I should have the video in the libary soon
it was kind of fun


----------



## slotking (May 27, 2008)

video's are done


----------



## LDThomas (Nov 30, 1999)

Exactly what I am looking for! Can't wait to see the vids.


----------



## LDThomas (Nov 30, 1999)

They answered all my questions. Thanks.


----------



## slotking (May 27, 2008)

great

it was fun wondering if I would break it or not!


----------



## LDThomas (Nov 30, 1999)

Is it faster without the NSA tracking device?


----------



## slotking (May 27, 2008)

I think so, I do not think my brush tweak added that much of a jump.

I should have tested before I tweaked it.

I want to bet back on the track before I play with the arm and magnets
I am curious how balanced the arm is
I also wonder if any of the gravity car can motors will fit the car?


----------



## LDThomas (Nov 30, 1999)

Balancing the arm is what I am wanting to do, I needed to find out how to get everything apart.


----------



## slotking (May 27, 2008)

cool
it looks like you can do it, and leave the board attached


----------



## LDThomas (Nov 30, 1999)

slotking said:


> it looks like you can do it, and leave the board attached


That is my plan. :thumbsup:


----------



## slotking (May 27, 2008)

do not forget to tweak them brush springs:wave::thumbsup:


----------



## XracerHO (Feb 6, 2008)

Your video's are great, keep making them & Thanks for sharing! ..RL


----------



## Rich Dumas (Sep 3, 2008)

The RFI filter should not detract from performance beyond adding weight and possibly making it difficult to get some bodies low enough on the chassis.
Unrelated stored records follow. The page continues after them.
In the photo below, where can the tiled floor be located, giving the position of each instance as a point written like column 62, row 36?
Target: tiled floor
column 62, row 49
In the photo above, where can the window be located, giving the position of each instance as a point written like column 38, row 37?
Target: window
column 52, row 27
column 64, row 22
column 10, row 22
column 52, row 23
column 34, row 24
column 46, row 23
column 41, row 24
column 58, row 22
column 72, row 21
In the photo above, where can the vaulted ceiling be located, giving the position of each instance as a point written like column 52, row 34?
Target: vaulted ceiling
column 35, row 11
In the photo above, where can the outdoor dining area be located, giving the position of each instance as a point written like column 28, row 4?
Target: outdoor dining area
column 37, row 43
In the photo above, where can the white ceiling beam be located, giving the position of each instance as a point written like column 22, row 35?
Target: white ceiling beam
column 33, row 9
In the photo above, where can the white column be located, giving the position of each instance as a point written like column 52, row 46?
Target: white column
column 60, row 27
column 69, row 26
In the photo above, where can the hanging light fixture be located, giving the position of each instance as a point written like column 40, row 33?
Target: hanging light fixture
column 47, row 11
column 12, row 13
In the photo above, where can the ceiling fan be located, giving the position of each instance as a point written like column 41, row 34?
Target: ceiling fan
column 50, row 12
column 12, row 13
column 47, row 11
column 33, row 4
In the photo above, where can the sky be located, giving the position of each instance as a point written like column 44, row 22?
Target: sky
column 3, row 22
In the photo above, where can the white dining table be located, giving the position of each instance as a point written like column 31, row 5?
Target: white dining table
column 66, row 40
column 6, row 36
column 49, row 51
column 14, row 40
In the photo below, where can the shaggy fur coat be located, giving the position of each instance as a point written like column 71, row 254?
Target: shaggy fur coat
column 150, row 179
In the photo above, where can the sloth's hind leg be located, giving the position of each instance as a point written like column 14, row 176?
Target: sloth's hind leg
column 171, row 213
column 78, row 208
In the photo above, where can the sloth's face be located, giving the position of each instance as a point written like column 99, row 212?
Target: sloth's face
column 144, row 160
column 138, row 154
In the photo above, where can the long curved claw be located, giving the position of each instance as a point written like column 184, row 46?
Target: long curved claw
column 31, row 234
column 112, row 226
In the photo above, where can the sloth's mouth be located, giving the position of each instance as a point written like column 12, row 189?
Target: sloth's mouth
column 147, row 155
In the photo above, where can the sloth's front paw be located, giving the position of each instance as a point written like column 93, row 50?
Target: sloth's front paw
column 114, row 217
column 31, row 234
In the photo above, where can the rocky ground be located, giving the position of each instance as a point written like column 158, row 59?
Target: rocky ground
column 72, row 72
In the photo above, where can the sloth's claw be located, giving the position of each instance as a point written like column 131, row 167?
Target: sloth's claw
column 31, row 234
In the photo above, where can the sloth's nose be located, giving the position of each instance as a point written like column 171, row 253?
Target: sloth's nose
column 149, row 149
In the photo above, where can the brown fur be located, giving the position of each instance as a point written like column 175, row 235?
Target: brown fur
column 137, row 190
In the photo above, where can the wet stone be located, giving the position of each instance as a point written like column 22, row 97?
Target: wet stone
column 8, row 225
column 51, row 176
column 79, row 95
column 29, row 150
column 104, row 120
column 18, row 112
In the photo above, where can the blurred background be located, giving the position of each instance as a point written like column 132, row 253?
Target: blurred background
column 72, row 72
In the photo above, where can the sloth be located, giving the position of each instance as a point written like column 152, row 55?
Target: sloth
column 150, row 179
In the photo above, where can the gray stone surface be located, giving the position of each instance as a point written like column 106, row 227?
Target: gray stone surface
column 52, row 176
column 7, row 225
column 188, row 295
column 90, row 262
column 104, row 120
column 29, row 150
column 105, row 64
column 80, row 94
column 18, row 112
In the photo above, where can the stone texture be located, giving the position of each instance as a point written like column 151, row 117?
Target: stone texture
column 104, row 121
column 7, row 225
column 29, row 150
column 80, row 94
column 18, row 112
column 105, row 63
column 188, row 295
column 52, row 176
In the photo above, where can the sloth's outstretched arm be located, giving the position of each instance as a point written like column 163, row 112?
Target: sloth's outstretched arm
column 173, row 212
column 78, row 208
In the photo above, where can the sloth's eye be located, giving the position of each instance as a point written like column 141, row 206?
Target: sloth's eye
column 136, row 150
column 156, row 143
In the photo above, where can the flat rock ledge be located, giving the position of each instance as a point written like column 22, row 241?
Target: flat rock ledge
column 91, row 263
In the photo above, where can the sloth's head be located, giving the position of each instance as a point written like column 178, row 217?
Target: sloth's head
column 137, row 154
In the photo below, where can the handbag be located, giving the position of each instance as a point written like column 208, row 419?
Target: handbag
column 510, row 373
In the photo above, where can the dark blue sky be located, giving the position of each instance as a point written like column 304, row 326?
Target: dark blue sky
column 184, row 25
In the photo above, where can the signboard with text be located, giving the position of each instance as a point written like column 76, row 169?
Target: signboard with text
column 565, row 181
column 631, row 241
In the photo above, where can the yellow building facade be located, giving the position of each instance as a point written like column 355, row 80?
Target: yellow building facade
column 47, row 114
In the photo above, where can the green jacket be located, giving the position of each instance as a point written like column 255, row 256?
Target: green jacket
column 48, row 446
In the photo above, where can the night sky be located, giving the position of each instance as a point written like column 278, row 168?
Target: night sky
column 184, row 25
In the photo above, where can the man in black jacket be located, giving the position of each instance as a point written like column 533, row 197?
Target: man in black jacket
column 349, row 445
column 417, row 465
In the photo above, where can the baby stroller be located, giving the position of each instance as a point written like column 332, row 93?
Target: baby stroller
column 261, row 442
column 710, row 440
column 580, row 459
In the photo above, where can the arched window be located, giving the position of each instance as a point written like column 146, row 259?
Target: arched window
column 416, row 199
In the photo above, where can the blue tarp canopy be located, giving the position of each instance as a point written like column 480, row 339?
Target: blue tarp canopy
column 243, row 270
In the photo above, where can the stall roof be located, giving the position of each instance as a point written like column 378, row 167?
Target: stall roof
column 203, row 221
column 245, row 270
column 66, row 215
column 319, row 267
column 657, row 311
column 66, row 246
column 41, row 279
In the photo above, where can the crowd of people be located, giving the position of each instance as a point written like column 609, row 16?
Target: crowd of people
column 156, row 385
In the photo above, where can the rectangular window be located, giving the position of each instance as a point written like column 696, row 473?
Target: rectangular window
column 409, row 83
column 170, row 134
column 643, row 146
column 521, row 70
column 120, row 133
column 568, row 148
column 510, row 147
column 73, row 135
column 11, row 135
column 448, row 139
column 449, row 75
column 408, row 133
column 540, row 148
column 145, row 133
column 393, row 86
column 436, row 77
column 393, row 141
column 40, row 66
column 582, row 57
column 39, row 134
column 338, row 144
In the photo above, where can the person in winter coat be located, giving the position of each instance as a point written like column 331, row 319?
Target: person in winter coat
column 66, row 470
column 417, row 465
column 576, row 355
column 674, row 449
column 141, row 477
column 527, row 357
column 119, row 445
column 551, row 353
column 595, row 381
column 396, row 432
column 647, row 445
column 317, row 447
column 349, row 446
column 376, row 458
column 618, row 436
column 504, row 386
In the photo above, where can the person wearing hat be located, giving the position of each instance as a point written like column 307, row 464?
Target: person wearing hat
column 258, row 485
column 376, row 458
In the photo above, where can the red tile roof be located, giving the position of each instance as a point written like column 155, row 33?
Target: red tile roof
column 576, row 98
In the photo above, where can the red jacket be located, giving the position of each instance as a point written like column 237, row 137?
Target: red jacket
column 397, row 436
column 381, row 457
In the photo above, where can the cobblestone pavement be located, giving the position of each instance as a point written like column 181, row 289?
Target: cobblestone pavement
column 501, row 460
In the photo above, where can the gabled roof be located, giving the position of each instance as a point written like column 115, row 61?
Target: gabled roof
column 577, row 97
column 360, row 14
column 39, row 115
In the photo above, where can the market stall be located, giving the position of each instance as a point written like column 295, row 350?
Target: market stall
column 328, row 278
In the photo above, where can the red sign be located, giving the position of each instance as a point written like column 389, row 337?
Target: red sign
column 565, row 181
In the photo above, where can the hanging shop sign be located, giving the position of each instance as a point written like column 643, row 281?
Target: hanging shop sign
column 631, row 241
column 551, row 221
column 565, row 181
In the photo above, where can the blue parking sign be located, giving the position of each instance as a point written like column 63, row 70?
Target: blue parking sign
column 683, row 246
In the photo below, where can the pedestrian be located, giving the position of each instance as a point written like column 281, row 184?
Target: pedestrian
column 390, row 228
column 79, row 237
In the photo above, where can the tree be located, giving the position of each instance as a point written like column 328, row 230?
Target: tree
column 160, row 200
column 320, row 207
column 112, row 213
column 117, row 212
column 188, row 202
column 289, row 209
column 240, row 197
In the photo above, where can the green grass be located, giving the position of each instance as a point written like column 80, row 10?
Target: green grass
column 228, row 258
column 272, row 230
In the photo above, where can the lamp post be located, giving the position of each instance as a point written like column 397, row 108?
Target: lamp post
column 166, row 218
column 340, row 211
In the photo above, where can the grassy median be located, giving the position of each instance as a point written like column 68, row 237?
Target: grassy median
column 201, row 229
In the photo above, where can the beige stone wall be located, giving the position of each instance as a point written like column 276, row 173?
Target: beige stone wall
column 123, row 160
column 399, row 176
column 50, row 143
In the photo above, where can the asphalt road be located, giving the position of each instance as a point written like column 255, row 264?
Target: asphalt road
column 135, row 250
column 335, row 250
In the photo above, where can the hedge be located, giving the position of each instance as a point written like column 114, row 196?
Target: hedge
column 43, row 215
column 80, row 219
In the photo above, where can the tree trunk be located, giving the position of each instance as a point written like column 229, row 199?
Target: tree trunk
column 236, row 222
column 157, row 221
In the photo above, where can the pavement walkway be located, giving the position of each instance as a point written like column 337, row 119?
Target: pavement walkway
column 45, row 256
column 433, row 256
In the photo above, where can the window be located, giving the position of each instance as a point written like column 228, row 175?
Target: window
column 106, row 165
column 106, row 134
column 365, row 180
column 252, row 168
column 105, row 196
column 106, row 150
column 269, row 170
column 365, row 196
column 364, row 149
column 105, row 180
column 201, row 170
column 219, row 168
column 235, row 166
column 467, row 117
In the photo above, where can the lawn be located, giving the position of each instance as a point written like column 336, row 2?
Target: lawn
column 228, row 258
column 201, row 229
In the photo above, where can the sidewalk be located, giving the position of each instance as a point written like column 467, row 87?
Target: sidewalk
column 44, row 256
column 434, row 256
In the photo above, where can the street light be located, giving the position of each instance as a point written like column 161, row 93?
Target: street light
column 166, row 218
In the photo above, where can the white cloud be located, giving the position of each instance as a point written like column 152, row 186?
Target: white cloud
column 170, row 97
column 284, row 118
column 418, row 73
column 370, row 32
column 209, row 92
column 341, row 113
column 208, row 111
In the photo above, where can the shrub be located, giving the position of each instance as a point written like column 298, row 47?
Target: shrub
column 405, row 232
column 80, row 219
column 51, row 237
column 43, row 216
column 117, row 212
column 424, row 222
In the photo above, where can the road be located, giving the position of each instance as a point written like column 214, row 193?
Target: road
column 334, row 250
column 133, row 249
The Mega G+ has no magnetic downforce at the front of the car because of the closed can motor. A little extra weight at the front of the car might not hurt. If I had removed the filter I might be tempted to add a bit of lead.
I do have some N20 can motors with yellow endbells that have a lot more power than the Mega G+ motors, I run those at 12 volts, I am not certain that they would stand up to 18+ volts for long, even though they have carbon motor brushes. Many can motors have feeler type motor brushes that will quickly wear out the commutator at higher voltages.


----------